On July 8, 2020, the Centre for Information Policy Leadership (“CIPL”) at Hunton Andrews Kurth submitted its White Paper (the “Paper”) as input for the European Data Protection Board’s (the “EDPB”) future guidelines on data subject rights (“DSRs”) (the “Guidelines”). The Paper, titled “Data Subject Rights under the GDPR in a Global Data Driven and Connected World,” was drafted following the EDPB stakeholders’ event on DSR in Brussels on November 4, 2019.
The Paper examines how DSRs relating to access, rectification, erasure, restriction of processing and objection to processing should be applied in today’s global, data-driven and connected world to be effective. The Paper recommends that the Guidelines balance DSRs against other fundamental rights, such as the right to conduct business in the context of today’s data-driven economy and society. In addition, the Paper emphasizes the important educational role that the EDPB has to play, with respect to the public, on the purpose and limitations of DSRs. In this vein, the Paper recommends including a reasonableness test for individuals’ DSR requests in the Guidelines, to avoid disruption to core business practices.
Furthermore, the Paper recommends that data protection officers (“DPOs”) should not have front-line and sole responsibility for dealing with incoming DSR requests but that DSR requests should be distributed to the most appropriate teams across an organization. The Paper adds that organizations should be credited for implementing processes that allow effective DSR response, especially where they have a certification covering their DSR process. It further adds that effective DSR processes should be recognized as a mitigating factor in enforcement contexts. In addition, the Guidelines should allow for flexibility with respect to a response during exceptional circumstances, as some data protection authorities (“DPAs”) have during the COVID-19 crisis.
The Paper also highlights the current lack of harmonization across the EU in how DSRs are applied, stemming from inconsistency in guidelines and standard forms issued by DPAs. The EDPB Guidelines should describe the applicable grounds to exercise DSRs and provide a common assessment matrix for their handling. Further, the Paper emphasizes that the Guidelines should remain principles and risk-based rather than prescriptive, and should not interfere with EU Member States’ abilities to restrict DSRs through legislative measures in certain circumstances.

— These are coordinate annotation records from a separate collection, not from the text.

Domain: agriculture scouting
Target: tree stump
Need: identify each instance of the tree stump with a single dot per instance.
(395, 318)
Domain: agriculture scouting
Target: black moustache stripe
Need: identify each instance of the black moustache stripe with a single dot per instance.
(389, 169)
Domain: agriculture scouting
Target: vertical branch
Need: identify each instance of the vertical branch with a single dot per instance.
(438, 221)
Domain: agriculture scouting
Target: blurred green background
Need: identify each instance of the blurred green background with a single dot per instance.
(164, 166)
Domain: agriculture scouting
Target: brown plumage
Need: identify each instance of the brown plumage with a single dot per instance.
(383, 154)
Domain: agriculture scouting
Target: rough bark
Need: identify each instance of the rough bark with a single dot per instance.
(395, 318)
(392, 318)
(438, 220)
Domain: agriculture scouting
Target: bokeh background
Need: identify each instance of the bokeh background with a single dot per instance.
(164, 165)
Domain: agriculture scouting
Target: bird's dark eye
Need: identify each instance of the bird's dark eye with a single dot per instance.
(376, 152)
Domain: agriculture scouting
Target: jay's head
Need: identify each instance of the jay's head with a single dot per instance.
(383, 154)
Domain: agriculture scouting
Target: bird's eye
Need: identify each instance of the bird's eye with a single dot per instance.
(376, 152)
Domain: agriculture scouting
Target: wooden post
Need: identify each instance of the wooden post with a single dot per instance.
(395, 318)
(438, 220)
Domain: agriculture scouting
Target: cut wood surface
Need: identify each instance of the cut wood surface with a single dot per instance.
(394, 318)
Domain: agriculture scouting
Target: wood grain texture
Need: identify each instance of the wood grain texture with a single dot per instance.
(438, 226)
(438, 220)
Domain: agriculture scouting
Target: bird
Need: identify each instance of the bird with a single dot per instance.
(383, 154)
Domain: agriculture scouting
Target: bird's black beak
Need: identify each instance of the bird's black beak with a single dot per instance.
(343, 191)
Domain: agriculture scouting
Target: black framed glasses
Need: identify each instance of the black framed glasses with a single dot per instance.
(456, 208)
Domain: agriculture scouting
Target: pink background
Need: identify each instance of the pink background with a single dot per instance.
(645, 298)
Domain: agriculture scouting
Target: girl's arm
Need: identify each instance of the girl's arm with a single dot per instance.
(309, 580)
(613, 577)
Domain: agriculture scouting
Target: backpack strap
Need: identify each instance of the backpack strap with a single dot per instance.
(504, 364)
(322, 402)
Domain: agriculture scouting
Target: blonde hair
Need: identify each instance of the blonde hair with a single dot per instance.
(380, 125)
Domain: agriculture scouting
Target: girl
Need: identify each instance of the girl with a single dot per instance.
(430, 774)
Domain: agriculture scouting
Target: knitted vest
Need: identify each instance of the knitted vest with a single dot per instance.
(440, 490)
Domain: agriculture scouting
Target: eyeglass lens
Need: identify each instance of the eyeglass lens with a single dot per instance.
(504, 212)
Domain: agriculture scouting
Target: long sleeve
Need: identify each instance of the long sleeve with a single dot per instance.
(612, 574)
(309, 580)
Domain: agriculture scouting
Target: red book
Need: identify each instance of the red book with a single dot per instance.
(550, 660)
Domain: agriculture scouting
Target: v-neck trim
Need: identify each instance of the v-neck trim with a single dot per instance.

Specifically, the Paper recommends that in its Guidelines the EDPB:
- clarify the requirements governing verification of the identity of individuals submitting DSR requests;
- clarify how organizations should respond to third-party services exercising DSRs on behalf of individuals, and confirm that controllers will not bear liability for such responses;
- provide that controllers that have implemented a self-service tool for DSR requests are not required to provide bespoke responses to individuals’ DSR requests unless justified by specific circumstances;
- provide that the one-month deadline for responding to a DSR request will run from the point at which the request’s scope is clear and the identity of the requestor has been verified, and that extensions to the deadline may be justified in certain circumstances, such as where the controller receives an unusually high volume of DSR requests;
- place requirements on data subjects to ensure that their requests are clear and limited, as well as limitations on the obligations of controllers to respond to DSR requests that require additional processing or are not directed to the correct organization;
- provide that organizations are only required to provide data that will be meaningful to the requestor, not data that would require the organization to engage in additional processing or exceed the purpose of the DSRs, or which would impose undue burdens on the organization;
- recognize that compelling interests of the organization, third-parties or society may limit DSR requests;
- place limitations on excessive, unfounded or abusive requests, including those weaponized for the purpose of disrupting the organization; and
- provide for a proportionate approach in responding to DSR requests, particularly with regards to the cost to the organization.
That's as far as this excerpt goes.